There is something profoundly wrong with governance at Boston University. The lack of independence of the Board of Trustees and the president (and other high administrators) bound together by business dealings and financial interests has led to the current horrendous situation, which places in jeopardy the future prosperity of the university. The recent press coverage of the way in which the Trustees have conducted themselves throughout the ‘search’ process (including the ‘negotiations’ with the president-designate) does not inspire confidence in the Trustees, to put it mildly. While Chancellor John Silber may go away, the apparatus that he has built remains in place; the financial arrangements between Trustees and the university have not changed. All of this, despite the intervention by Attorney General Scott Harshbarger about a decade ago, which clearly did not go far enough to solve the deeply-rooted problems.
Major restructuring is now essential to restore the credibility of the Board of Trustees. A good first step would be for all the members of the Executive Committee to step down from the Board of Trustees; they should also be made to assume personal responsibility for the astounding financial costs incurred by their mismanagement (which go far beyond the actual severance package to Goldin).
The questionable uses of university resources of the kind discussed in Steve Bailey’s column in The Boston Globe on Oct. 31 (‘University Deluxe’), including extravagant lodging and compensation packages for high-level administrators particularly in the context of very substantial contracts for business with Trustee-related companies are certainly cause for concern, as are investment practices (For example, in 2000-2001 school year, according to national endowment statistics in addition to Daily Free Press reports, BU’s endowment declined by 27.2 percent, a percentage rate of decline exceeded by no other American university save the University of Guam). Scrutiny is badly needed, but is unlikely to be carried out by anyone now in power at the university nor by anyone who will be allowed to assume power, as we have just seen.

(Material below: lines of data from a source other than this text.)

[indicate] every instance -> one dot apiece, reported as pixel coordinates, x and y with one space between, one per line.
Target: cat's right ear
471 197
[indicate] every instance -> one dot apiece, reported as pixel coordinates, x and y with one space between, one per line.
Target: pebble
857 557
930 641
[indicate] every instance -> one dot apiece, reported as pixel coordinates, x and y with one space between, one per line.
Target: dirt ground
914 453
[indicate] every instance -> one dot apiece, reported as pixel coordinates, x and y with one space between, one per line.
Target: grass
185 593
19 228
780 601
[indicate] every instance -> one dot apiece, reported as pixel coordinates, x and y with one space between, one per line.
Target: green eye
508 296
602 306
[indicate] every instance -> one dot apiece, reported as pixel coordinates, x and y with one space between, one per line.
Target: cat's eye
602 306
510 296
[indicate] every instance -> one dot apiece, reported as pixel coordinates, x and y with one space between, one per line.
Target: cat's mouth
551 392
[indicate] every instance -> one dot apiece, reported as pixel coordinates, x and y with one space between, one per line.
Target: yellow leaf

These extravagances are in stark contrast to the relatively low levels of compensation to faculty (with the notable exception of those in power or in favor). Like the Trustee dealings, this situation has been deliberately obscured by the administration. Until collective bargaining was quashed by Silber, there were procedures in place for faculty access to information (in the aggregate) about salaries within the university, and this information was also reported to the American Association of University Professors along with comparable data from virtually all other universities in this country. Boston University has been anomalous in refusing to participate in that survey and such information is now cloaked in secrecy. At one point when I was denied information from the administration while serving as chair of the Faculty Council Committee on Compensation, I requested this information (the same data we had previously been given on a regular basis as a requirement of the university’s agreements with the AAUP) through the Freedom of Information Act. The university successfully contested the release of those figures on the grounds that how much it pays its faculty is a ‘trade secret.’ It is high time to lift the veils and operate with transparency.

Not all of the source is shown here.